Todo mundo sabe que eu sou ateu. Acho que é uma característica que, em uma sociedade tão religiosa quanto a brasileira, acaba se sobressaindo. Tanto por me diferenciar da maioria das pessoas, quanto por entender que esse ateísmo faz com que eu seja muito mais curioso com relação à tudo. Desde estudo sobre coisas complexas, como política e filosofia, até a maneira como eu lido com as coisas que acontecem na minha vida.
Já existiu um momento em que, influenciado por outras pessoas, eu achava que era mais confortável ser religioso. Afinal muita gente que acredita em algum poder sobrenatural acaba não enxergando determinados problemas e, como diz o ditado, a ignorância acaba se tornando uma benção. Já que não tem como você se preocupar por um problema que você nem sabe que existe.
Hoje eu não acredito mais nisso. Quanto mais envelheço, e vejo pessoas ficando cada vez mais religiosas, mais claro fica como a religião que ‘conforta’ na realidade esconde de você problemas que poderiam ser resolvidos de maneira muito mais eficaz se as pessoas fossem mais céticas. Além de, em outras vezes, apresentar ‘soluções’ que não servem para nada, a não ser tornar o problema pior.
O mais comum que vejo à minha volta é colocar a culpa dos problemas que acontecem em coisas etéreas. Na ‘macumba’, no ‘demônio’, na ‘energia ruim’, ou seja lá qual for a força sobrenatural que a pessoa acredita que é o problema. O que, automaticamente, leva as pessoas a procurar curas milagrosas para essas forças, e assim a não olhar de verdade para o problema e enfrentá-lo de frente. Sem buscar soluções na vida real para o que está se apresentando, e contando, com muita fé, que vão conseguir resolver tudo sem realmente olhar para o problema.
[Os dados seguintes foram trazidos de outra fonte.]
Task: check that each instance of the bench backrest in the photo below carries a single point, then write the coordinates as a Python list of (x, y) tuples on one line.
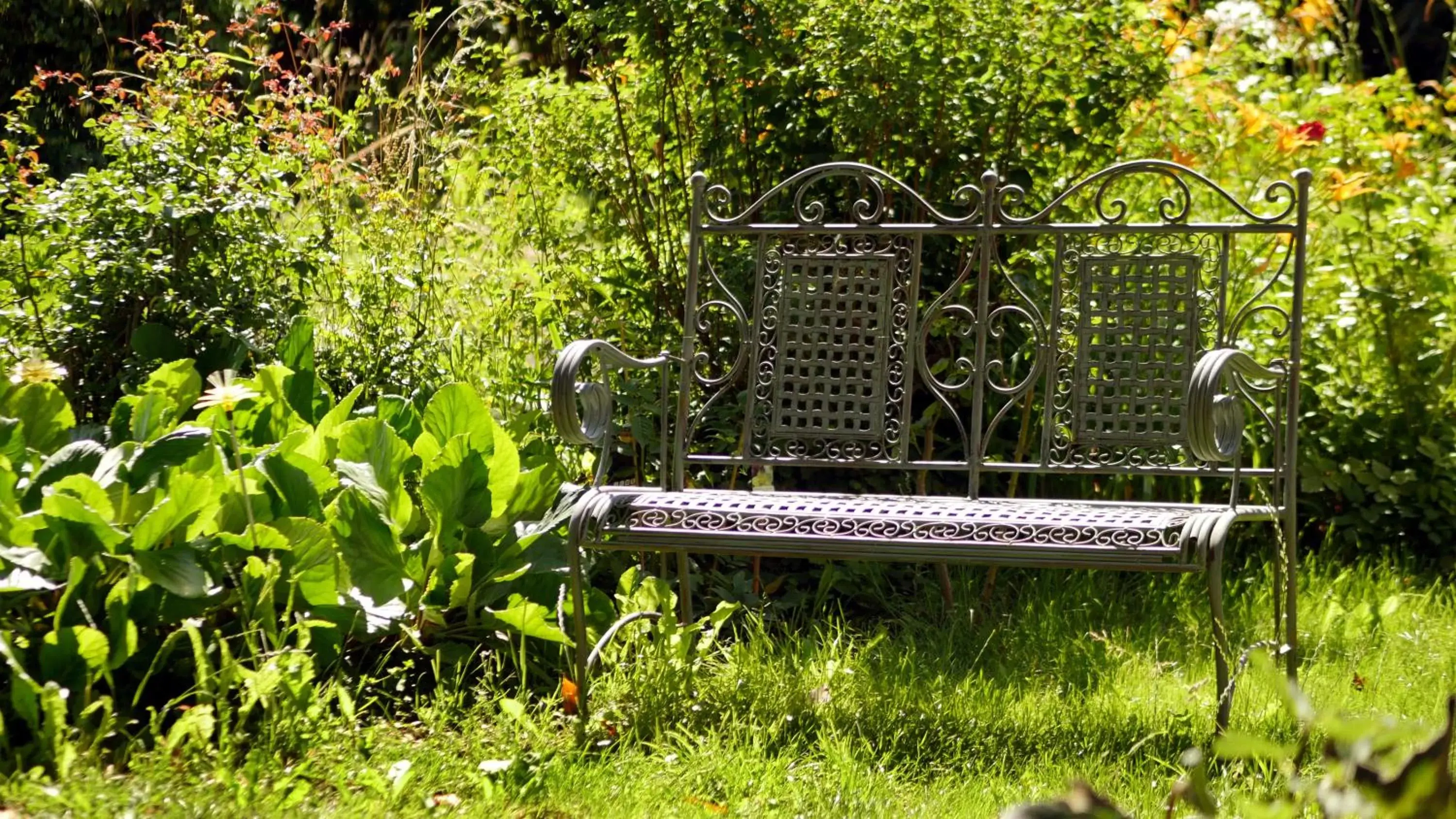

Tornando essas questões que, muitas vezes, são de fácil resolução, em montanhas escondidas que podem ficar por lá, mas que em geral costumam voltar como algo ainda mais problemático no futuro. Já que ao não abordar algo da maneira correta, só vamos empurrando com a barriga os problemas, e eles vão se acumulando até não ser mais possível isso, e então explodindo na nossa frente.
Acredito que esse tipo de coisa seja mais uma maneira do nosso cérebro evitar o conflito, mas é talvez uma das mais perigosas. Já que é normalizado na sociedade e, em alguns casos, até mesmo incentivado. Fazendo com que não se lide com problemas hoje, e tornando-os cada vez maiores para o futuro. O que, quando falamos de questões psicológicas, é ainda pior. Já que tem capacidade de nos imobilizar, e em casos mais graves levar ao desespero completo.